Rest in power, Jordan.

With the permission of Jordan’s parents Odell and Charmaine Edwards, Mercedes Jackson, a family friend, has set up a memorial fund in Jordan’s name.

  • Man with Axe

    Regarding the Michael Brown “murder,” as you call it: From the US DOJ (Eric Holder) report on the incident (p. 86):

    “As discussed above, Darren Wilson has stated his intent in shooting Michael Brown was
    in response to a perceived deadly threat. The only possible basis for prosecuting Wilson under section 242 would therefore be if the government could prove that his account is not true – i.e., that Brown never assaulted Wilson at the SUV, never attempted to gain control of Wilson’s gun, and thereafter clearly surrendered in a way that no reasonable officer could have failed to perceive.
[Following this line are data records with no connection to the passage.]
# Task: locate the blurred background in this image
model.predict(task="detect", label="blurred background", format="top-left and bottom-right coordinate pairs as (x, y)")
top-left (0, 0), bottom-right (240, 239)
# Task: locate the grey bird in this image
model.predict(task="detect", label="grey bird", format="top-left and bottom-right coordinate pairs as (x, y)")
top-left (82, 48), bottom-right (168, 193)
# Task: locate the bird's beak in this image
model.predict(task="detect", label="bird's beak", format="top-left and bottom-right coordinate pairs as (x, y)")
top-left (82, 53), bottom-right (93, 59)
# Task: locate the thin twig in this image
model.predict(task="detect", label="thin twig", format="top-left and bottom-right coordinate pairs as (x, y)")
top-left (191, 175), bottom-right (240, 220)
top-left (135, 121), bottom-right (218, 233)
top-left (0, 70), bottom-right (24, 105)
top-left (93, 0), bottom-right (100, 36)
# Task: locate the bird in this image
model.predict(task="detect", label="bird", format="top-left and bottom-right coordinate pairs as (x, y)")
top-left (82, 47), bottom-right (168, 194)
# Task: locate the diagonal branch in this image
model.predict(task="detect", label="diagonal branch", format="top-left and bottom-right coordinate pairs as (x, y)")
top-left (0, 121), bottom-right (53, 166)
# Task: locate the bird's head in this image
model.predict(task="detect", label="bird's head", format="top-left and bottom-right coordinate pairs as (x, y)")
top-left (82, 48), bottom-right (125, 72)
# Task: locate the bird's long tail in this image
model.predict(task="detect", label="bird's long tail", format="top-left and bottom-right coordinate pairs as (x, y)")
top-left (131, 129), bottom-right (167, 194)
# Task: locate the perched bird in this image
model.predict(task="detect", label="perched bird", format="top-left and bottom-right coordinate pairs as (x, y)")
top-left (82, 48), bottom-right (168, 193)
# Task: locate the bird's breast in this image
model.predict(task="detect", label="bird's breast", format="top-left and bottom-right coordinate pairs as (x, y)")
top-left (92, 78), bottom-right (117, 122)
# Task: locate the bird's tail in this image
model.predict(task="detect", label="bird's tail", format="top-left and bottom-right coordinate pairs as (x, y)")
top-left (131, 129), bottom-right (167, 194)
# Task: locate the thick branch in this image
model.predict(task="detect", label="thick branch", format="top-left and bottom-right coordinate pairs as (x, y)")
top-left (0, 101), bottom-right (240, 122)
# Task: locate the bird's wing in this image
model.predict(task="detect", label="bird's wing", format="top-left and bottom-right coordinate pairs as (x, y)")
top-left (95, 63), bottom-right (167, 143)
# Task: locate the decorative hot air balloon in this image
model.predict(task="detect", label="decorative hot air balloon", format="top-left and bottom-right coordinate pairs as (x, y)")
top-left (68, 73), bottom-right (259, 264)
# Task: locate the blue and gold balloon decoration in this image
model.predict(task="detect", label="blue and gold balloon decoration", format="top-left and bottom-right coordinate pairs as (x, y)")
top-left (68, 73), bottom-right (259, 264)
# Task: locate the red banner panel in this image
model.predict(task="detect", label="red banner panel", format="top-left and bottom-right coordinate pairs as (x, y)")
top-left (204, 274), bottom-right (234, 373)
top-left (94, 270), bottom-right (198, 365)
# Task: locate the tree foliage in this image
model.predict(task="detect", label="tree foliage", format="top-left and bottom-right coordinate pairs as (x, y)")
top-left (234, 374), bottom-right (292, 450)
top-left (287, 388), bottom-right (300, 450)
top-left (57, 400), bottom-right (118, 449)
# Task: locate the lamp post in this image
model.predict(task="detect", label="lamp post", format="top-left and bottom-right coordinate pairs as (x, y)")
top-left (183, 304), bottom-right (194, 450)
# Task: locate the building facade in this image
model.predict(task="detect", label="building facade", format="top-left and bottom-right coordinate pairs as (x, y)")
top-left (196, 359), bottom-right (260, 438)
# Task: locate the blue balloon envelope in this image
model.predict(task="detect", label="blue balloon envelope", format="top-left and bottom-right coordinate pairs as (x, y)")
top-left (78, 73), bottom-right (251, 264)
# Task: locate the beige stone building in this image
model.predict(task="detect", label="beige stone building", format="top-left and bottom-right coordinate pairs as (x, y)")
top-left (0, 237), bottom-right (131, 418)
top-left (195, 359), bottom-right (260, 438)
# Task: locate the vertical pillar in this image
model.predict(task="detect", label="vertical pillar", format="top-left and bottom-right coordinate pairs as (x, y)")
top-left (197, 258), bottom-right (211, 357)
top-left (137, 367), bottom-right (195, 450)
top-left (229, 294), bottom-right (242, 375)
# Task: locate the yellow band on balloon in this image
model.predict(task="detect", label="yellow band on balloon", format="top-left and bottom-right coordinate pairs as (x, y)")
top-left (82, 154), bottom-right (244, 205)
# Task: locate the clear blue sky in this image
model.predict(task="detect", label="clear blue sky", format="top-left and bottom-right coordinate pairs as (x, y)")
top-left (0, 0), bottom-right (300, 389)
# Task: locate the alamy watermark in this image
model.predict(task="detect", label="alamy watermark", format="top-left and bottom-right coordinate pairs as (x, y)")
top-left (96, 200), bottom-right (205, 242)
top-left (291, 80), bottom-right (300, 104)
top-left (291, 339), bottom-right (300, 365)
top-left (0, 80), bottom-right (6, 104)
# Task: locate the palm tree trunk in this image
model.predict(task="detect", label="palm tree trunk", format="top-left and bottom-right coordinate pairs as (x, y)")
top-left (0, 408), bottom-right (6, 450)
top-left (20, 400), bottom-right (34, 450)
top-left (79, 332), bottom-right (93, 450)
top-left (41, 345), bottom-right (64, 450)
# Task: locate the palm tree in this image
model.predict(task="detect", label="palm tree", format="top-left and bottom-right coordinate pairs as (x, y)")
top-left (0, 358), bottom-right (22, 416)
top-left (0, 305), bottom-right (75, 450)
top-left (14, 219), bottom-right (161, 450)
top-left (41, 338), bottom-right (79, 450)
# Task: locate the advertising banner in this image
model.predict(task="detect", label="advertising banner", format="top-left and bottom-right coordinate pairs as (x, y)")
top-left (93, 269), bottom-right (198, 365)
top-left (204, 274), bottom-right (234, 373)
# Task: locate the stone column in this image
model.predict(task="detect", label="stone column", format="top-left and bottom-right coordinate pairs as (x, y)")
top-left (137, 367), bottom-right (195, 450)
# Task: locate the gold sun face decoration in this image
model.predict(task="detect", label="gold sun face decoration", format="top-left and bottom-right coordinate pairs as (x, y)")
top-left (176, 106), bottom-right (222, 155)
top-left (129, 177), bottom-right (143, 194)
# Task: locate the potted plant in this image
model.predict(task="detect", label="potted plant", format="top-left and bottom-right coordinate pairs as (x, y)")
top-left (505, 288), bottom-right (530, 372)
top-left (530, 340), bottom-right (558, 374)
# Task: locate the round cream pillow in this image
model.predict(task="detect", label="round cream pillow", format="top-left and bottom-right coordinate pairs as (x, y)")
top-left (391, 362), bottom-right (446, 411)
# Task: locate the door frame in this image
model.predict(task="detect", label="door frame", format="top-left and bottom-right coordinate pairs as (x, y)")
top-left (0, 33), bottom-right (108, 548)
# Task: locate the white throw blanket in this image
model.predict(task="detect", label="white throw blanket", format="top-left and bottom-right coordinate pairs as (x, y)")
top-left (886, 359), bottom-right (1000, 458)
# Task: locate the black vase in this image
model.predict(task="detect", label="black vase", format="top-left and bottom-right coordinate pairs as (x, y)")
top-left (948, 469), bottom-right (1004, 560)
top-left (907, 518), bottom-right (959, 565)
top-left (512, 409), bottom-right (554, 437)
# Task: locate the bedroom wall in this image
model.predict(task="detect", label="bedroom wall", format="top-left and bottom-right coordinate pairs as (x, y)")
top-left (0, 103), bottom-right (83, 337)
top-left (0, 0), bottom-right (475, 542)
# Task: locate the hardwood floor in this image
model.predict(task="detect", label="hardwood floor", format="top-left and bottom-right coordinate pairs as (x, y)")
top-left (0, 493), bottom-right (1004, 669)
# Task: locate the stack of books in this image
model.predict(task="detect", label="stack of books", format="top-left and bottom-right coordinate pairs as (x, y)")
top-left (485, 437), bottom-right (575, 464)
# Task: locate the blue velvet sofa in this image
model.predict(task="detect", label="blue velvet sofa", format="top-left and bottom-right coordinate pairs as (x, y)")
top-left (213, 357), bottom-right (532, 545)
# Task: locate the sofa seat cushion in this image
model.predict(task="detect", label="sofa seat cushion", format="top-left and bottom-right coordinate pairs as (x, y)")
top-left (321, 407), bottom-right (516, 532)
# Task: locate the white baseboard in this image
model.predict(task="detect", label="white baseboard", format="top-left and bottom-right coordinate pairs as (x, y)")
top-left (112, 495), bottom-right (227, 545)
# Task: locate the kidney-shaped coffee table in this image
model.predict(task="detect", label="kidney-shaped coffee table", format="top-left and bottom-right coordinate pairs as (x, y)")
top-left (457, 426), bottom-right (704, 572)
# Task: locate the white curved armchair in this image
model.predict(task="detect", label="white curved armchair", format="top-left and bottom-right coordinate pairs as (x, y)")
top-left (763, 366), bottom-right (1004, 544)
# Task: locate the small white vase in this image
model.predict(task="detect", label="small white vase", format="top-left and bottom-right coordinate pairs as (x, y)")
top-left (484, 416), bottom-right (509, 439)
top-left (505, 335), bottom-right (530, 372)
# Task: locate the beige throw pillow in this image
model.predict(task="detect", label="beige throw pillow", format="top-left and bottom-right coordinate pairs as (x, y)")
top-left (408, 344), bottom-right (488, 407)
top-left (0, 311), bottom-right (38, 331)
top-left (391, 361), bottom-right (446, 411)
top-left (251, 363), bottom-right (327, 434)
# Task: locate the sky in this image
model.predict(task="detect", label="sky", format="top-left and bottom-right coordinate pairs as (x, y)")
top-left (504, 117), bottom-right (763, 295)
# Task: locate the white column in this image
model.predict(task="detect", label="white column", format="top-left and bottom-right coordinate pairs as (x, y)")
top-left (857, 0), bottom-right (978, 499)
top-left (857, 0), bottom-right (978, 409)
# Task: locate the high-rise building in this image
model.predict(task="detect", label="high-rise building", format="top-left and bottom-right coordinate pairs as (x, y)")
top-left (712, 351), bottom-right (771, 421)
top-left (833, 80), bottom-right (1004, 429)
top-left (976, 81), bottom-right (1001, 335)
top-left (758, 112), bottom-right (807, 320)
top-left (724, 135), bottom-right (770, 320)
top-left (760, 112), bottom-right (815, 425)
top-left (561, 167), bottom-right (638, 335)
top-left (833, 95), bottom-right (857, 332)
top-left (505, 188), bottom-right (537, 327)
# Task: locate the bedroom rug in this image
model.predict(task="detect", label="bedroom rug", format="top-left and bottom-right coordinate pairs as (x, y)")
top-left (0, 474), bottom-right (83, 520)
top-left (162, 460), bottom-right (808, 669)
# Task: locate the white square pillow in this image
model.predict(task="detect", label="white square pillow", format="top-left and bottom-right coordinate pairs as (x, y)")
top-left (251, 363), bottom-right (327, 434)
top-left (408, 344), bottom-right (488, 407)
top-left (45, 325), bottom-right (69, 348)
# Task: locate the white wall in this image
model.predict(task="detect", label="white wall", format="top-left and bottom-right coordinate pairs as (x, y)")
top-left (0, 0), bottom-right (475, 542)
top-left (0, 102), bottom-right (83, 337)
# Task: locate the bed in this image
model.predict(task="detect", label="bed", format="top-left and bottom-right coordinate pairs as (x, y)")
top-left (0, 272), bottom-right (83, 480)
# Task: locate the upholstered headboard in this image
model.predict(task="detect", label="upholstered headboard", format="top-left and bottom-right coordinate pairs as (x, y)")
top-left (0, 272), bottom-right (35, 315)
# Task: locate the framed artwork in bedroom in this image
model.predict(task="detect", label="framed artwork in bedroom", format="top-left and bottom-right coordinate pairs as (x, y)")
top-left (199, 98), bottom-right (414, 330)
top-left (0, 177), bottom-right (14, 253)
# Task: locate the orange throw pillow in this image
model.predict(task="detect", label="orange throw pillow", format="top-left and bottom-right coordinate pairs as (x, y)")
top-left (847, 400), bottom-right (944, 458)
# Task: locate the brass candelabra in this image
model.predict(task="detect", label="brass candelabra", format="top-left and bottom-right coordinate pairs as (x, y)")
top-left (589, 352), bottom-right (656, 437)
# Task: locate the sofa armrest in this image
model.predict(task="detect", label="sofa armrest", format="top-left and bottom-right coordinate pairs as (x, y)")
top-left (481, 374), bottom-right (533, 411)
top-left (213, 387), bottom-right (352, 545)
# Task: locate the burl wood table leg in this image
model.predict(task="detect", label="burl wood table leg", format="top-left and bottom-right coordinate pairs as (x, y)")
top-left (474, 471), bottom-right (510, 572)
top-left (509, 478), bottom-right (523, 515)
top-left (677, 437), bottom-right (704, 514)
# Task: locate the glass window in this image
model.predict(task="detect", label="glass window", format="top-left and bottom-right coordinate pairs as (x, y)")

Given that Wilson’s account is corroborated by physical evidence and that his perception of a threat posed by Brown is corroborated by other eyewitnesses, to include aspects of the testimony of Witness 101, there is no credible evidence that Wilson willfully shot Brown
    as he was attempting to surrender or was otherwise not posing a threat. Even if Wilson was
    mistaken in his interpretation of Brown’s conduct, the fact that others interpreted that conduct
    the same way as Wilson precludes a determination that he acted with a bad purpose to disobey the law. The same is true even if Wilson could be said to have acted with poor judgment in the manner in which he first interacted with Brown, or in pursuing Brown after the incident at the
    SUV. These are matters of policy and procedure that do not rise to the level of a Constitutional
    violation and thus cannot support a criminal prosecution. Cf. Gardner v. Howard, 109 F.3d 427,
    430–31 (8th Cir. 1997) (violation of internal policies and procedures does not in and of itself rise
    to violation of Constitution).

    Because Wilson did not act with the requisite criminal intent, it cannot be proven beyond
    reasonable doubt to a jury that he violated 18 U.S.C.§ 242 when he fired his weapon at Brown.

    VI. Conclusion

    For the reasons set forth above, this matter lacks prosecutive merit and should be closed.”

    It is the refusal of people to face facts due to the emotionalism with which they confront these incidents that causes a lot more harm than good. By all means go nuts about wrongful killings by police. But have the sense to differentiate the rightful shootings from the wrongful ones. You will gain more sympathy from all sides.